近年、物流・運送業界を含む、すべての産業で、DXの推進が喫緊の課題となっています。キチナンロジスティクス/キチナントランスポートなど、物流事業を多数展開するキチナングループ株式会社も、DXによる効率化に注力する企業の一つ。経営サポート部 DX推進室 大和 究彰課長代理に、グループ全体におけるDXの取り組みやその背景、今後の展望などを伺いました。
キチナングループさんが、DX推進を始めた経緯を教えてください。
大和 究彰さん(以下、大和):現在、代表を務めている井本の社長就任以前から、システムの導入や、それらの活用による業務の効率化に積極的に取り組んでいました。社内のチャットツール、Googleワークスペースを使った共同編集など、コラボレーションしやすい業務の仕組み作りを、随時進めていました。

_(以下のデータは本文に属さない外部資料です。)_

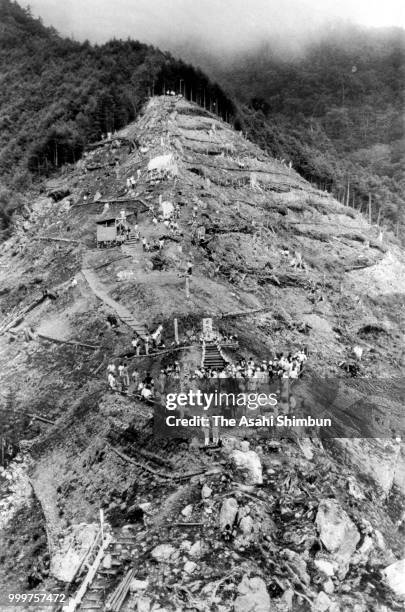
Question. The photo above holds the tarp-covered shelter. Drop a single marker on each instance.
(167, 209)
(112, 228)
(163, 164)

私は元々、当社では総務や経営管理に携わってきて、勤怠管理システムなど、システム導入にもいくつか関わってきました。決裁ツールなどグループ全体のバックヤード、そしてフロントエンドもシステムが一通り揃った状態で、2023年6月からDX推進室で業務を行っています。
ーDX推進室ではこれまでどのような施策に取り組んできたのでしょうか。
大和:DX推進室に配属されて、即システム導入を進めたわけではなく、まず初めに業務マニュアルの作成を行いました。新入社員の定着率の向上や、いかにスピード感をもって一人前になってもらうか、即戦力化していくかが、労働集約的な運送業にとっては必要なことでした。業務の「見える」化に着手することで、非効率な業務がどこにあるのかを洗い出し、結果として、何をシステム化するか選定していく流れとなりました。
運送業でのシステム導入はまだまだこれからというところなのですが、キチナントランスポートでは、配車から請求、台帳管理まで一括で管理できる、トータルでパッケージされたクラウドシステムを導入しています。
マニュアル作成を行っていた際に、配車業務が負荷の大きい作業として挙がったことが導入の背景にあります。
というのも、従来の配車業務では、Googleスプレッドシートを4,5つ使って配車などの情報を転記していて、作業に必要な情報やデータが一元化されていませんでした。長期的な配車の管理、月次で確認する1日1日の案件管理、ドライバー一人ひとりがどこを回るかの配車表、お客様に提出する車番の連絡票…さらに請求書など、全てが分散された状態だったんです。
配車担当者が配車の情報を入力すれば、すべて網羅できる仕組みにしたことで、業務負荷を大きく軽減することができました。
ー現場からは良いフィードバックが得られましたか?
大和:目に見えて成果が出ましたね。キチナントランスポートの配車担当者は、いかにドライバーさんを大事にするか、ケアに時間をかけているので、業務がスムーズに進行できるようになったことは、会社全体に貢献していると感じています。
配車担当は従来、ドライバーがどの経路でどれくらいの時間をかけて回るのか熟知している、経験豊富なベテラン従業員が行うことが多かったのですが、キチナンロジスティクスでは大卒の新入社員が配車を担当することもあります。
これからはキチナンロジスティクスでも、新入社員が安心して業務を進められるシステムを構築することで、定着率の向上や業務負荷の低減に繋げていきたいです。